The drug war has seen victories, like a steep decline in drug-related crime and the virtual disappearance of open-air drug markets. There’s also been a stunning reduction in HIV/AIDS infection among intravenous drug users, though that’s more a public health achievement than a win for drug enforcement.

But there has been defeat and stalemate as well. Even today, heroin is available within a 10-minute walk from anywhere in the city, according to state investigators. Methadone remains the leading clinical option for addicts despite the many flaws that it has shown since its introduction in 1964. The ravages of crystal meth have stayed in the headlines in other parts of the U.S., but in New York City surveys show that inhalants like glue and aerosol—which get almost no media attention—are far more popular among the city’s youth.

Today, the city is in the midst of a stunning change in the NYPD’s drug strategy. Rather than focusing on the felony of selling hard drugs, police are arresting hundreds of thousands of people on misdemeanor marijuana possession charges—a trend that began under Mayor Giuliani and continues under Mayor Bloomberg.

Meanwhile, both hope and fear color the future of drug crime and enforcement in the city.
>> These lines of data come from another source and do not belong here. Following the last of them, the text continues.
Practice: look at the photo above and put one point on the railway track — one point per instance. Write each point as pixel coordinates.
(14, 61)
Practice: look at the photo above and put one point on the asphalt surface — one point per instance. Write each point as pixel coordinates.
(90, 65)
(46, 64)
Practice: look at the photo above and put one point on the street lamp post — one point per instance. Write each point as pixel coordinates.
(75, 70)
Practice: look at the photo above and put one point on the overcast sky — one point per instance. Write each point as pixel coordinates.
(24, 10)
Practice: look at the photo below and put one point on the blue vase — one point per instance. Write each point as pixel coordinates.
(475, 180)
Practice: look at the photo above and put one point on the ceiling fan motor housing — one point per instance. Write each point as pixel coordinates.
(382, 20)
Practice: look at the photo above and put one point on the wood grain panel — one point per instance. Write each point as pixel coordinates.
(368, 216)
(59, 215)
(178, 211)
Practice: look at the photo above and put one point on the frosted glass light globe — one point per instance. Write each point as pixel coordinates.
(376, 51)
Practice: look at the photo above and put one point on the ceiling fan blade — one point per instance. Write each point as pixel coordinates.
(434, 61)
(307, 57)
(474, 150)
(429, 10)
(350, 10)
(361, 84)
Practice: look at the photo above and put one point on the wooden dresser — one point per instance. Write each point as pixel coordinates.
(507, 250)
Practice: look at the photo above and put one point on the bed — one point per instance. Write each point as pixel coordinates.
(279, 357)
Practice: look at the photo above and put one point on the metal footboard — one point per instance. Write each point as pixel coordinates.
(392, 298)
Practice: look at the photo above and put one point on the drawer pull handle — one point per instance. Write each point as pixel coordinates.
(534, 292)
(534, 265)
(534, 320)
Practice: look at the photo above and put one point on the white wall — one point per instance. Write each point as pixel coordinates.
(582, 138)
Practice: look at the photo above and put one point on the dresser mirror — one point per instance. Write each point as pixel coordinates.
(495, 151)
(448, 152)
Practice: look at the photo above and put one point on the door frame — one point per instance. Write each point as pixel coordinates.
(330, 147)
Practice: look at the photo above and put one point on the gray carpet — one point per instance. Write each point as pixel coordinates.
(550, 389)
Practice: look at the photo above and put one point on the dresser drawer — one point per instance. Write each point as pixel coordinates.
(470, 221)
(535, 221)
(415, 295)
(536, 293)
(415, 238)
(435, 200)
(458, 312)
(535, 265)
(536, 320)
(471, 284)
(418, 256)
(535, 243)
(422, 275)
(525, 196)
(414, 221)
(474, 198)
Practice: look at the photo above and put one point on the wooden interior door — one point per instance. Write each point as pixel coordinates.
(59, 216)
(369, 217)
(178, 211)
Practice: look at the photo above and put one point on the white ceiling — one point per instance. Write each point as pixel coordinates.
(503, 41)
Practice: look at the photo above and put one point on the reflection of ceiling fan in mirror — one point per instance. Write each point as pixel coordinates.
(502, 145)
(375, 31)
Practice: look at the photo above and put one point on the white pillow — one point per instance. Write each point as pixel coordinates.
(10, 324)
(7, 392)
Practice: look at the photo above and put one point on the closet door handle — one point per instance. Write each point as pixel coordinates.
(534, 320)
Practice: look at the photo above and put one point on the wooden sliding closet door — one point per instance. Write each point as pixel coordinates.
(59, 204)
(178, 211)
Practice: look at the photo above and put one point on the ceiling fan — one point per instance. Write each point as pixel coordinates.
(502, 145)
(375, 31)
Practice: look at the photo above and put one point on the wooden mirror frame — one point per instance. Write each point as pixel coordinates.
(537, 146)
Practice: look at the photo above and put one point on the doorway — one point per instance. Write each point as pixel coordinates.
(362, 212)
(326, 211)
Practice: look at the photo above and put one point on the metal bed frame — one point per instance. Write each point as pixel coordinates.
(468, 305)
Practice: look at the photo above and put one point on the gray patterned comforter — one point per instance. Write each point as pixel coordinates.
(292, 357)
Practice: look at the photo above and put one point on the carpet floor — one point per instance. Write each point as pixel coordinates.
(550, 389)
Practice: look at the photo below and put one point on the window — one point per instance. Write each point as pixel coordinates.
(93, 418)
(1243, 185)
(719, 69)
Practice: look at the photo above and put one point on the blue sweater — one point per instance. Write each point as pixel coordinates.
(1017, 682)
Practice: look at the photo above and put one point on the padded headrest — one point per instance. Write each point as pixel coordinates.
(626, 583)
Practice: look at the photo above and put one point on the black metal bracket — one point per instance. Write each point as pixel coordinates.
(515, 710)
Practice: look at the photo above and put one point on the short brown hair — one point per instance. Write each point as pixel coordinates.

Recent reforms to the Rockefeller drug laws have some advocates optimistic that the state has turned the corner from a law-and-order orientation to a more medically-oriented approach to drugs. But now prosecutors are warning of an increase in drug crime. And some defense lawyers and social workers say the drug courts might be ill-equipped to handle the huge spike in workload that could arrive under the latest reforms.